The guard took the lead down one hall, then another. I noted each turn, each change of position in the house. I wouldn’t be lost in this cavern of a fortress.

Not when my life depended on it. Mine, and Eli’s.

Three turns and twists later, the guard knocked on a massive mahogany door at the end of the hall. “I’ve brought the girl.”

The girl. Like I wasn’t a thirty-four year old woman, mother. Celebrated surgeon and esteemed doctor. Fuck him. Fuck them all.

My teeth gritted. I was done being their plaything.

“Come in,” Marco’s cool voice echoed from behind the door, and the guard pushed through into a lavish sitting room.

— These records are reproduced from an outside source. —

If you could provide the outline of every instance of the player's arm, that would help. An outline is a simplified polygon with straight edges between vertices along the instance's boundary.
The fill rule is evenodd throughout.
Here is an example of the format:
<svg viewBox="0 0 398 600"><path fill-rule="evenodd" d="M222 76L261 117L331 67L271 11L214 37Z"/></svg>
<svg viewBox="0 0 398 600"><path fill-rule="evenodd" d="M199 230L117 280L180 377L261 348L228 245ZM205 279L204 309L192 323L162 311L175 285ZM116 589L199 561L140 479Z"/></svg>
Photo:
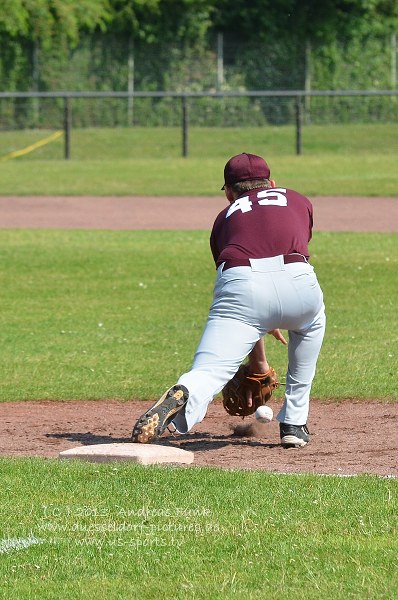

This space at least bore some kind of warmth—carpets and soft leather furniture, books lining the walls—even if it was a heavy, weighted sort of warmth that felt far from cozy.

Marco reclined on a massive armchair by a cold fireplace in the corner. His feet propped on a coffee table, and a glass of wine lingered in his long fingers.

Fingers, I remembered, that had once saved lives with surgical tools, needles, medicine. Just as mine did.

But that Marco had died months ago. This Marco was an entirely different beast. A king, lounging on his throne, awaiting an audience.

And that audience was me.

“Ah, Layla.” Marco didn’t rise from his chair. Why would he; he was the king and I was but a lowly pawn in this fucking game.

Or so he thought.

“Marco.” I kept my tone curt, cold. So he couldn’t read any of my warring emotions—the fear, the panic, the determination. The anger, roiling up inside me like a pot ready to boil over. “How the hell did you get my son?”

“I knew you’d come.” He smiled, and it was so like the smile I’d known on my friend Marco, it made my heart race. How unsettling, to see both versions of him at once.

“I’m here,” I said, my voice steadier than she felt. “Where is Eli?”

“He’s here, and he’s well.” Marco held out a hand towards the empty armchair on the other side of the coffee table. “Sit, and we’ll talk. The sooner you can give me what I want, the sooner I can give you what you want.”

I folded my arms across my chest, refused to budge. “I’m not here to talk. Show me Eli, or I’m leaving.”

Marco chuckled. “So feisty! I’ve always liked that about you. Sadly, you’re not in a position to make demands.”

I refused to move an inch. “We’ll see if you still feel that way when I walk.”

“Fortunately for you, I’m in a pleasant mood.” Marco shifted to slide his phone from his pocket. He tapped the screen, then held it out for me.

A video feed appeared—live, if the time and date at the top were any accurate indication—showing Eli sitting in the same room as the earlier message.

“He’s safe, as I said.” Marco’s eyes fixed unblinkingly on me. “Whether he stays whole and well depends entirely on you.”